I would be grateful if anyone has any clues to this, particularly whether it is an install problem or my poor OpenACC code.
Here’s the OpenACC bit:
#pragma acc data copy(arrC)
#pragma acc kernels
for(j=0;j<sz;j++){
for (i=0;i<sz;i++){
arrC[j][i] = arrA[j][i]*alpha + arrB[j][i];
}
}
arrA,B,C are all sz * sz arrays, where sz=10, so nothing huge.
The compiler generates what I’d expect
pgcc -o basic basic.c -Minfo=accel,time -acc -ta=nvidia
main:
35, Generating copy(arrC[:][:])
36, Generating copyin(arrA[:10][:10])
Generating copyin(arrB[:10][:10])
Generating compute capability 1.3 binary
Generating compute capability 2.0 binary
37, Loop is parallelizable
38, Loop is parallelizable
Accelerator kernel generated
37, #pragma acc loop gang, vector(3) /* blockIdx.y threadIdx.y */
38, #pragma acc loop gang, vector(10) /* blockIdx.x threadIdx.x */
CC 1.3 : 13 registers; 116 shared, 12 constant, 0 local memory bytes; 25% occupancy
CC 2.0 : 15 registers; 8 shared, 124 constant, 0 local memory bytes; 16% occupancy
Timing stats:
init 50 millisecs 74%
expand 17 millisecs 25%
Total time 67 millisecs
The vector sizes are quite short but this is a toy example so no problems there.

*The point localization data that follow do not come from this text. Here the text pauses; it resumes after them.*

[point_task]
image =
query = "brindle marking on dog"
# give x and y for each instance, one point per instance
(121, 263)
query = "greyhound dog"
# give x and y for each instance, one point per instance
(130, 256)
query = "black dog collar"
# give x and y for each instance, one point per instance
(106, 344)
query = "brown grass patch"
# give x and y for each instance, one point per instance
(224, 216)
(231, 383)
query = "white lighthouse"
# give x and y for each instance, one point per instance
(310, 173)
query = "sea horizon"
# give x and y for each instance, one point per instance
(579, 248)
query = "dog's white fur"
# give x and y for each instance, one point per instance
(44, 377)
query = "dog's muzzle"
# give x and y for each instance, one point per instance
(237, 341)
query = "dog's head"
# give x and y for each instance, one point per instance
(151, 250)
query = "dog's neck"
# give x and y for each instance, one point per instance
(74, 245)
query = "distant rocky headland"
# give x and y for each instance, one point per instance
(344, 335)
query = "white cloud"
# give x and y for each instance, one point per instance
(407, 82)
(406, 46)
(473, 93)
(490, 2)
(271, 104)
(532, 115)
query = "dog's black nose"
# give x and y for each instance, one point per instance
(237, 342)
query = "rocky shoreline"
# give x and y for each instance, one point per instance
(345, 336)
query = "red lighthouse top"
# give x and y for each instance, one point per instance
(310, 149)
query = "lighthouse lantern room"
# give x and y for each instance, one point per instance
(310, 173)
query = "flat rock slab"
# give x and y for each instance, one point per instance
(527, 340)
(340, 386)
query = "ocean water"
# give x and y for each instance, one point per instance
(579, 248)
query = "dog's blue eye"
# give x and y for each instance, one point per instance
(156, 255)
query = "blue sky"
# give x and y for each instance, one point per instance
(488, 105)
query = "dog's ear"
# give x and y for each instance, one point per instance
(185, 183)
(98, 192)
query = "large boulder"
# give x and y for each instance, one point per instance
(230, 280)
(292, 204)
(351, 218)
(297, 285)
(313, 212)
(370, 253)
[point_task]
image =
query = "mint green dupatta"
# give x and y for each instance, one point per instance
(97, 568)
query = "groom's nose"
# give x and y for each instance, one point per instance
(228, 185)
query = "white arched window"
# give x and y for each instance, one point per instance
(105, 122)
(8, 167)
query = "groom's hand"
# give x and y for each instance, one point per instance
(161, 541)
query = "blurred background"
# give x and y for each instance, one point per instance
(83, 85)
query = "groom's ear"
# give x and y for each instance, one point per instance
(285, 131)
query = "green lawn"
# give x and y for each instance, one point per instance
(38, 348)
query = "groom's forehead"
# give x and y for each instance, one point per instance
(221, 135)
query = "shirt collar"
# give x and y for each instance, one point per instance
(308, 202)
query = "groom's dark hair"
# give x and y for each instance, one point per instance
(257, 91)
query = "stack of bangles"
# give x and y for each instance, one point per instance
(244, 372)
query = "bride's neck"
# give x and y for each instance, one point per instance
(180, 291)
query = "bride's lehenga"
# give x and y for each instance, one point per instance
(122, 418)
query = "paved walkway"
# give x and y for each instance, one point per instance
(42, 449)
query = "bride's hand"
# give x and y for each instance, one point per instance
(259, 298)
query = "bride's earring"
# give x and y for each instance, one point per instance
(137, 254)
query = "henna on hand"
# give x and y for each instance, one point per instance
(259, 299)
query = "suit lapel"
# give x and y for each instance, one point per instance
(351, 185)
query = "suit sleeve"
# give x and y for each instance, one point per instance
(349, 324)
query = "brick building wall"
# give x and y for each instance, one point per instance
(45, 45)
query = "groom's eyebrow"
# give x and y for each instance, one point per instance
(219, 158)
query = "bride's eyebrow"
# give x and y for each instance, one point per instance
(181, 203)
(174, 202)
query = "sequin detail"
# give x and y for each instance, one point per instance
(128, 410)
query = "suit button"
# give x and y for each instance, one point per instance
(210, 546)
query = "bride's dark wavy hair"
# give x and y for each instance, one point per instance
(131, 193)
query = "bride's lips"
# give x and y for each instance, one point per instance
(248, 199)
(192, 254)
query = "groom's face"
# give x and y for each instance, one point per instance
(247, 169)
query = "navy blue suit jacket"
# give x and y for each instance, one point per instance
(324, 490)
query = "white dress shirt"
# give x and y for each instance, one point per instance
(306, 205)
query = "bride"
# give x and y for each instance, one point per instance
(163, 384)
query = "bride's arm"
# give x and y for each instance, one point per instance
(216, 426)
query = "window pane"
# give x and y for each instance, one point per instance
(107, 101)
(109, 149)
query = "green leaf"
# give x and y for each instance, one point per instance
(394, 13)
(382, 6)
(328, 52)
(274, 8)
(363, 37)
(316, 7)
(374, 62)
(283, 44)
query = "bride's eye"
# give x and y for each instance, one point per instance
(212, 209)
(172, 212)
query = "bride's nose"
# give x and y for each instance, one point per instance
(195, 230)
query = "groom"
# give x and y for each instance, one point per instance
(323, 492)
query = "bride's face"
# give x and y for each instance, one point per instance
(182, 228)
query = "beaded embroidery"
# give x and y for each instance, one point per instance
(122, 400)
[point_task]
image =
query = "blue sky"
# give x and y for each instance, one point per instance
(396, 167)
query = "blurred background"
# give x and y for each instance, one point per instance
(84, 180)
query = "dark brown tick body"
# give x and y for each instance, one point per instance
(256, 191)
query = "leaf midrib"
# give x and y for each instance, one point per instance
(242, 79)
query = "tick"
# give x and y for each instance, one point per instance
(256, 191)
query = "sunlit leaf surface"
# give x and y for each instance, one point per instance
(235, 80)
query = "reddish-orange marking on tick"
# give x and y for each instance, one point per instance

However, when I run the code I get:
./basic
call to EventSynchronize returned error 700: Launch failed
CUDA driver version: 4010
After a number of iterations, I do sometimes get it to run but the output array (arrC) has not changed (I set it to 0 before the accelerator region).
Interestingly, unsetting PGI_ACC_TIME changes this error to:
call to cuMemFree returned error 700: Launch failed
CUDA driver version: 4010
Some more iterations does eventually get it to run but still with a bad output.
-Nick.